The outgoing DSM has obsessive-compulsive disorder (OCD) as an anxiety disorder, but it will apparently be given its own weighted place elsewhere in the new one. Anxiety Disorder NOS (Not Otherwise Specified) will still be there, though, and Dr. Hudak curiously had it labeled “Hudak’s Syndrome.”
“This is a joke I tell to drive home a point.

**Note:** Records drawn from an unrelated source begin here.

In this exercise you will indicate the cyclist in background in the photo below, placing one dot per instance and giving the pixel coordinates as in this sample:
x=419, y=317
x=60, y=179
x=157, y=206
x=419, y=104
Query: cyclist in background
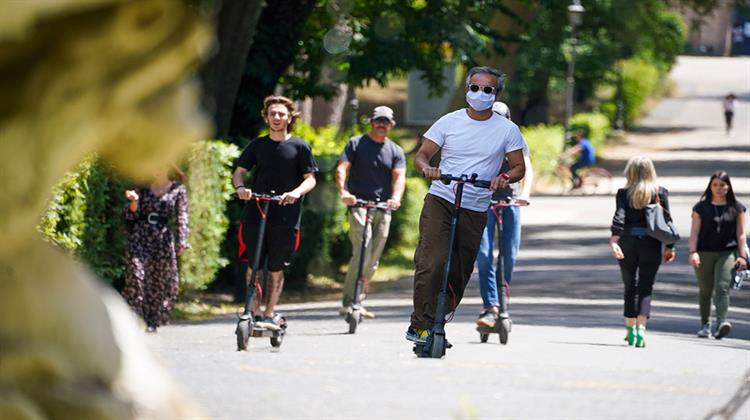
x=586, y=156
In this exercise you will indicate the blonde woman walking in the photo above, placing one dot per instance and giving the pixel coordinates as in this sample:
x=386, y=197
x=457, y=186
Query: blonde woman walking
x=638, y=254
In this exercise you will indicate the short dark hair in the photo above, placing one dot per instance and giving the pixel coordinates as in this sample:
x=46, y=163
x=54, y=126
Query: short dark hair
x=499, y=85
x=732, y=207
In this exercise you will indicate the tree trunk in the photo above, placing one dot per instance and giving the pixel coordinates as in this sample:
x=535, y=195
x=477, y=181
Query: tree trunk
x=235, y=26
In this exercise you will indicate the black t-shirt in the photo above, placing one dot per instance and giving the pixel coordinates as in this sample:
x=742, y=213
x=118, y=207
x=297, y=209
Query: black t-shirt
x=372, y=163
x=718, y=226
x=280, y=167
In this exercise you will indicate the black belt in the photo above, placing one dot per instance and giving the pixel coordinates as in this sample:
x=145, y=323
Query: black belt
x=636, y=231
x=155, y=219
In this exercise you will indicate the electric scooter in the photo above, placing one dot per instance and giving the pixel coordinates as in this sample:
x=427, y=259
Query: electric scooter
x=247, y=326
x=354, y=314
x=435, y=344
x=503, y=324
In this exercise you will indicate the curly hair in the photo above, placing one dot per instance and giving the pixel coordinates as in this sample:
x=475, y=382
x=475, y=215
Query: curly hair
x=283, y=100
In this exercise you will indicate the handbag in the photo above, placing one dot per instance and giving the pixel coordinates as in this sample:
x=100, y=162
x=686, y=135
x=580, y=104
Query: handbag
x=657, y=225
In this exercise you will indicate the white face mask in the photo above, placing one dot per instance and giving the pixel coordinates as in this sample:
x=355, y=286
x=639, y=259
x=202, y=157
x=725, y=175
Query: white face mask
x=479, y=100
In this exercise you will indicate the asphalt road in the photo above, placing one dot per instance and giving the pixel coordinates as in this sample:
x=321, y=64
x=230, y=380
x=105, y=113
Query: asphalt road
x=566, y=357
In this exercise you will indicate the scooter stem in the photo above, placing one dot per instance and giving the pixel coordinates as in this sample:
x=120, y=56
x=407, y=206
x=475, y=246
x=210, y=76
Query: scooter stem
x=439, y=326
x=250, y=287
x=362, y=249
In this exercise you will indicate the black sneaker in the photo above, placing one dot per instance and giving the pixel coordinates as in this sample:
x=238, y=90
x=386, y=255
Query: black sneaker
x=723, y=330
x=418, y=336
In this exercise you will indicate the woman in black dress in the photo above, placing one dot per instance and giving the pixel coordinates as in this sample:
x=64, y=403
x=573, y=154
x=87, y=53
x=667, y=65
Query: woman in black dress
x=717, y=246
x=151, y=282
x=638, y=254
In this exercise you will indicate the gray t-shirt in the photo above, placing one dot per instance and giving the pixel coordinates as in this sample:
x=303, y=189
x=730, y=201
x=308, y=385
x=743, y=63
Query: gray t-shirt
x=469, y=146
x=372, y=163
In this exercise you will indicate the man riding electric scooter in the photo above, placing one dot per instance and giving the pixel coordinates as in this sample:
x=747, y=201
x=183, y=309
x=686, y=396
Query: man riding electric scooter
x=283, y=164
x=371, y=168
x=473, y=143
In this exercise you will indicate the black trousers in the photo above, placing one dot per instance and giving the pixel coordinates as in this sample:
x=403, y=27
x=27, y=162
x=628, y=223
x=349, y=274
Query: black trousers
x=638, y=270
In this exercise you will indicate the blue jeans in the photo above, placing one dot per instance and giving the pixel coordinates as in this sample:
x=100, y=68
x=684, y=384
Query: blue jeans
x=510, y=233
x=574, y=168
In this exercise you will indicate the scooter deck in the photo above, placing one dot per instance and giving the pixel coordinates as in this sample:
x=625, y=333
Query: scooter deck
x=265, y=332
x=483, y=329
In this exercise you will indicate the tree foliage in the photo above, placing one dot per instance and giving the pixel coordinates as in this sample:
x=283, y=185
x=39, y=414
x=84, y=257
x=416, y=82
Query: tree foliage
x=610, y=31
x=310, y=47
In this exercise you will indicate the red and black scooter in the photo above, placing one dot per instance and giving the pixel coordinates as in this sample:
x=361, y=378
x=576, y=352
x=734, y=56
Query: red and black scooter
x=503, y=324
x=435, y=344
x=354, y=314
x=247, y=326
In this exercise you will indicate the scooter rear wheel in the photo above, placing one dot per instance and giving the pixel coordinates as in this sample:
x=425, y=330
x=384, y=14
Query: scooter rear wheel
x=438, y=346
x=244, y=328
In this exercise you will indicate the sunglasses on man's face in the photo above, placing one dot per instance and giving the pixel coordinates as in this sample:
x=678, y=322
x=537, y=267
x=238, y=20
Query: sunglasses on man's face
x=485, y=89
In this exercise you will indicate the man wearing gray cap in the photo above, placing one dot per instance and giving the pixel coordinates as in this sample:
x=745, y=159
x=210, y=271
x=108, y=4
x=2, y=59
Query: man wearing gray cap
x=376, y=170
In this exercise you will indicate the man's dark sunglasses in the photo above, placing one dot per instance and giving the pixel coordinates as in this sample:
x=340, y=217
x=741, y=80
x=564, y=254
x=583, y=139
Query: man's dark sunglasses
x=485, y=89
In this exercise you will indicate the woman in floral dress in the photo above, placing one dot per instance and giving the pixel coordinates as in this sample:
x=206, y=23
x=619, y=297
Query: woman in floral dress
x=152, y=279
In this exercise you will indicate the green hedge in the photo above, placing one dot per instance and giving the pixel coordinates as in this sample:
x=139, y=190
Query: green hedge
x=545, y=145
x=84, y=217
x=209, y=188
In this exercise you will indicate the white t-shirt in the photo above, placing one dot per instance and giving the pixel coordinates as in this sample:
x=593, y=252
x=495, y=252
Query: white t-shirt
x=469, y=146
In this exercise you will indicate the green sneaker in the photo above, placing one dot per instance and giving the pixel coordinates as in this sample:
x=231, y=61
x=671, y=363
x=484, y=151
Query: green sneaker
x=630, y=338
x=640, y=339
x=417, y=335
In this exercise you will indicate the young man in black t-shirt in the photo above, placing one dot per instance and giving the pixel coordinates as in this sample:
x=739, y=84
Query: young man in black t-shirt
x=376, y=170
x=284, y=165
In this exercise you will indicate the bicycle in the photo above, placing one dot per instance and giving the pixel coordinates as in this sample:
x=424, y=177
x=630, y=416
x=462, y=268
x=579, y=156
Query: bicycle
x=593, y=179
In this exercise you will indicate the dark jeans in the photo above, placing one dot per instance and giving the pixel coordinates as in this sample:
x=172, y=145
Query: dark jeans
x=638, y=270
x=728, y=119
x=432, y=253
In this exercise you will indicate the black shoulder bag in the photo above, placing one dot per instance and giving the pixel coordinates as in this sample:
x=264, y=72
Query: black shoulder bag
x=657, y=225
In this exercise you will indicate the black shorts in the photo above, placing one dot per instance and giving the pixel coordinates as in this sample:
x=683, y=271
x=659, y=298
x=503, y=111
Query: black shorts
x=279, y=244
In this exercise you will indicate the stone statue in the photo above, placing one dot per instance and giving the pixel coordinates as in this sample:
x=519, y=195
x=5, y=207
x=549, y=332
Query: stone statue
x=77, y=77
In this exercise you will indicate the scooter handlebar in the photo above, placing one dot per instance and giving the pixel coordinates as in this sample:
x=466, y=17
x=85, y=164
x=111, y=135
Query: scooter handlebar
x=509, y=202
x=380, y=205
x=260, y=197
x=468, y=179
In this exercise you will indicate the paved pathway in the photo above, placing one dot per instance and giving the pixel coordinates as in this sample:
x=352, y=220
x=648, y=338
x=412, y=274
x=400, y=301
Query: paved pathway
x=566, y=357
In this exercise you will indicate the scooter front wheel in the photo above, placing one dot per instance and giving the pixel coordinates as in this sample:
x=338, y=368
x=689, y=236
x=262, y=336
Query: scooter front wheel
x=504, y=330
x=276, y=341
x=243, y=330
x=353, y=320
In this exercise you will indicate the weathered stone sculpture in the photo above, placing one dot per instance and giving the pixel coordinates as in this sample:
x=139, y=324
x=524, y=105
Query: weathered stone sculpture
x=77, y=77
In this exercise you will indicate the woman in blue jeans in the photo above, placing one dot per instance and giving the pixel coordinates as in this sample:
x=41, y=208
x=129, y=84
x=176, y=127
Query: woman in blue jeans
x=510, y=234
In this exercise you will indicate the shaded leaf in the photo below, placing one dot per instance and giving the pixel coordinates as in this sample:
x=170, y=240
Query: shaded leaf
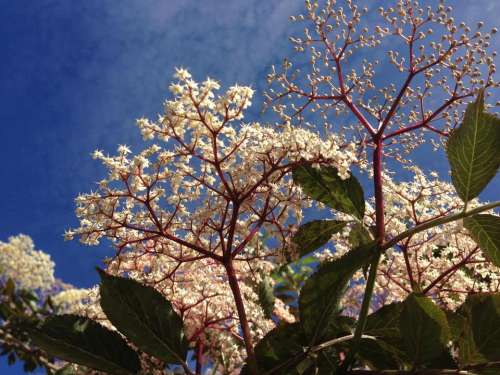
x=281, y=349
x=424, y=328
x=325, y=186
x=474, y=150
x=320, y=296
x=83, y=341
x=359, y=235
x=316, y=233
x=379, y=355
x=485, y=230
x=479, y=340
x=384, y=323
x=144, y=316
x=266, y=296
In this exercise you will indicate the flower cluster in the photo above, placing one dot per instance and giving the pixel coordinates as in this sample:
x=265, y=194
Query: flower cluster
x=443, y=262
x=30, y=269
x=431, y=66
x=185, y=214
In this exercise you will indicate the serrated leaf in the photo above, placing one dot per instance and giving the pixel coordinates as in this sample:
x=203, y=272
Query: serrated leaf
x=320, y=296
x=479, y=341
x=144, y=316
x=485, y=230
x=325, y=186
x=424, y=328
x=281, y=349
x=474, y=150
x=85, y=342
x=379, y=355
x=316, y=233
x=266, y=296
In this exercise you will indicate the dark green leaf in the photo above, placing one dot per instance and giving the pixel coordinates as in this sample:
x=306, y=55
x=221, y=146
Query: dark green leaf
x=379, y=355
x=359, y=235
x=266, y=296
x=316, y=233
x=485, y=230
x=325, y=185
x=424, y=328
x=320, y=296
x=281, y=349
x=384, y=323
x=479, y=341
x=144, y=316
x=83, y=341
x=474, y=150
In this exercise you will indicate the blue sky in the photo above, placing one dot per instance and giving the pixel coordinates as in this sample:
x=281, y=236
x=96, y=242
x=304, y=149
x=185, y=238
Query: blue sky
x=75, y=74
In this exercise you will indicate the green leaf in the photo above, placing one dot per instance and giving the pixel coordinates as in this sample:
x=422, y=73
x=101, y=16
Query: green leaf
x=379, y=355
x=485, y=230
x=384, y=323
x=144, y=316
x=359, y=235
x=266, y=296
x=281, y=349
x=424, y=328
x=479, y=341
x=83, y=341
x=474, y=150
x=321, y=294
x=316, y=233
x=325, y=186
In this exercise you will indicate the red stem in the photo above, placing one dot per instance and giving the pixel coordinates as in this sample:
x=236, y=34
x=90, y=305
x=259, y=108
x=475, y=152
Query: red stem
x=245, y=328
x=199, y=357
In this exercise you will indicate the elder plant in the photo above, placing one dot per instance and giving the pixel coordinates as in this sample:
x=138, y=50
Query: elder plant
x=411, y=285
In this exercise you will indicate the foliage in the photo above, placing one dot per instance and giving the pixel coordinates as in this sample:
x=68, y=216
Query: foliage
x=412, y=285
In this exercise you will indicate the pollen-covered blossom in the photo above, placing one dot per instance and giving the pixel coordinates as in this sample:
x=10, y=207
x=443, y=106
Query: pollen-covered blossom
x=406, y=66
x=185, y=213
x=443, y=262
x=30, y=269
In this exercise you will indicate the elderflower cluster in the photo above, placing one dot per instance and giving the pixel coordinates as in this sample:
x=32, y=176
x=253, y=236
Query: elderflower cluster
x=30, y=269
x=207, y=158
x=421, y=53
x=444, y=262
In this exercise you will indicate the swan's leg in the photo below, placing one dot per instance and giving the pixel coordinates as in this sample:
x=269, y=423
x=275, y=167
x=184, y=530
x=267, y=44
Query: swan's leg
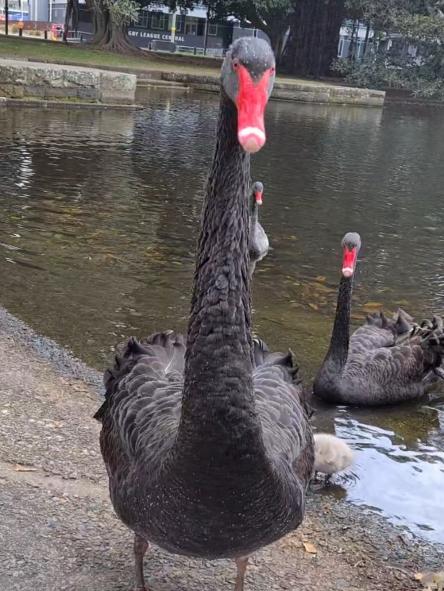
x=140, y=547
x=241, y=566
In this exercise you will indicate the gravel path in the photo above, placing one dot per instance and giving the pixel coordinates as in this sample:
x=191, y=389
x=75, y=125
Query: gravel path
x=58, y=531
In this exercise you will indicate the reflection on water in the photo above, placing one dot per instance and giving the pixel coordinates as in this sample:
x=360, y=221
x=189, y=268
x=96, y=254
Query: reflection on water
x=100, y=213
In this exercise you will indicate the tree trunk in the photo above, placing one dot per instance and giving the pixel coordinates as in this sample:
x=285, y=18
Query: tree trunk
x=277, y=36
x=108, y=35
x=314, y=36
x=367, y=35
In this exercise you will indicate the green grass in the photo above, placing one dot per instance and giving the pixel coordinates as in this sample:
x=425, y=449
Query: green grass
x=80, y=55
x=55, y=51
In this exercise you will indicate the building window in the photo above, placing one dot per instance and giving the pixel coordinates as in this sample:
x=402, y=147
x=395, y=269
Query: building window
x=180, y=23
x=143, y=18
x=191, y=26
x=159, y=21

Every major psychiatric category has a NOS category which is generally used as a wastebasket term, for symptoms that don’t appear to be a diagnosable psychiatric condition…. I don’t feel it is a wastebasket term but is an actual separate illness that people can have, and to emphasize that it is different from generalized anxiety disorder.”
He goes on to say that he has certainly heard others comment, as well, that anxiety NOS is an actual illness and not just an NOS category.
His presentation gives an integrated approach for the treatment of all anxiety disorders, with consideration of medications and behavioral therapy, yet he definitely feels, as most, that “cognitive-behavioral therapies are the only ones shown to be effective for anxiety disorders.” These include specific physical techniques to help people cope with anxiety, as well as cognitive ones, such as self-record keeping and progress-tracking. “Thinking skills” also help individuals face situations that cause anxiety.
In his presentation, Dr. Hudak covered panic attacks in depth. I found it interesting to note that he included explaining the harmlessness of panic attacks as a specific, disarming therapeutic technique to be included in treatment.
A thorough look at the latest medications, and the symptoms they best treat, was given via his slide lecture. Some interesting points definitely stood out. He mentions FLAMS (Frontal Lobe Amotivational Syndrome) as a potential severe side effect of SSRI meds. Individuals being treated with these may “feel apathetic and emotionless…. very difficult to treat.”
“Exposure with Response Prevention” was one of Dr. Hudak’s slides and topics. This “teaches people that the physical symptoms of anxiety are normal and OK.” In treatment, a careful attempt to try to raise the heart rate will take place (by doing triggering behaviors and mechanisms).
Dual diagnosis — mental illness and co-occurring substance abuse — is a problem for many. Whether attending AA or NA, or on a treatment with an agonist like suboxone, it has been documented that acute anxiety is one of the most common co-occurring conditions with these patients.
Dr. Hudak feels that the the best way to determine the cause of the anxiety in these circumstances is to get patients sober. Nevertheless, anxiety can and will present in myriad forms, for myriad people, as is clearly pointed by his research and effective presentation.
An effective workbook is referenced in Dr. Hudak’s material — Mastery of Your Anxiety and Worry, by Zinbarg, Craske and Barlow, as well as some local resources for OCD, one of Dr. Hudak’s specialties.